Today the Culture Secretary, Maria Miller, announced that at least £10m would be set aside to fund projects marking some of the United Kingdom's most important anniversaries and commemorative events.
Over the next four years at least £10m of Heritage Lottery Fund (HLF) money will be invested to ensure that those moments which form a central part of our national history are commemorated and understood.
Events such as the Diamond Jubilee, and the Olympic and Paralympics Games showed how events can bring the nation together. This new fund reflects the fact there is enormous enthusiasm to provide more opportunities to foster the sense of community spirit and national pride that such events can inspire.
The funding will help to highlight important historical dates that will resonate with people and communities right across the UK. It reflects the British people's appreciation of the significance of their country's unique history and the potential for the marking of anniversaries to encourage feelings of national pride and a sense of unity.

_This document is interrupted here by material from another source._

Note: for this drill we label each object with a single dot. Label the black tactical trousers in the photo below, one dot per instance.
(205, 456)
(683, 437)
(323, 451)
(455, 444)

Some of the moments on the horizon that could be supported by this initiative include: the centenary of Dylan Thomas' birth in 2014; the 800th anniversary of the Magna Carta, the 600th anniversary of Agincourt and the bicentenary of the Battle of Waterloo in 2015; the 400th anniversary of Shakespeare's death, the 700th anniversary of Bannockburn, and the 150th anniversary of Beatrix Potter's birth in 2016; as well as a range of significant dates relating to the 2nd World War and a decade of anniversaries in Northern Ireland.

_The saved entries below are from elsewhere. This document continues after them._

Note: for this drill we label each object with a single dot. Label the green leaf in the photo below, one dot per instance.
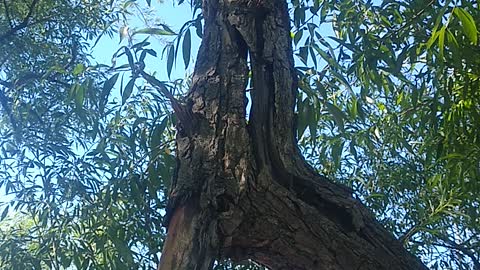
(468, 23)
(338, 115)
(186, 47)
(297, 37)
(79, 68)
(4, 213)
(441, 40)
(123, 32)
(128, 90)
(155, 31)
(79, 96)
(170, 59)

The funding will be provided to ensure that projects of all sizes can apply for support from smaller grants of a few thousand pounds up to grants over £2m.
Culture Secretary, Maria Miller, said: "Our island story is unique. It is inspiring and educative in equal measure and there is so much to learn from our rich history. This new Anniversaries Fund will give us the opportunity to commemorate, to celebrate or simply to remember. But, more than that, it will allow us to come together as a country, to share moments of national importance, and to continue to be reminded of Britain's place in the world."
Historian Niall Ferguson said: "Burke said that the real social contract is between the living, the dead and the unborn. By reminding today's Britons of key moments in our country's history, the government is making an important effort to strengthen our contract with the past. We have a duty to remember more of our history than only those sacrifices we honour on Remembrance Day."
Philosopher Roger Scruton said: "Our country has a long and distinguished history. We have been path-breakers in the defence of individual freedom, the rule of law and the sovereignty of Parliament; we have achieved historic victories, not least in recent times, when our civilisation was under threat; and we have endowed the world with some of its greatest artistic and literary monuments. There can be no better use of Heritage Lottery Fund money than to support those who wish to commemorate such achievements by celebrating their anniversaries, and I commend the Culture Secretary for this important initiative."
Dame Jenny Abramsky, Chair of HLF, said: "Few will forget the most magical events of the Olympic and Paralympic Games, including an opening ceremony that celebrated UK culture and its achievements and highlighted major moments in our history. We also had the opportunity as a nation to unite people and celebrate excellence. There are many other key times of celebration or sadness from our past and from the diverse stories of these islands that have left a similar impression. This lottery investment will ensure that these pivotal moments, places or people will not be forgotten by future generations."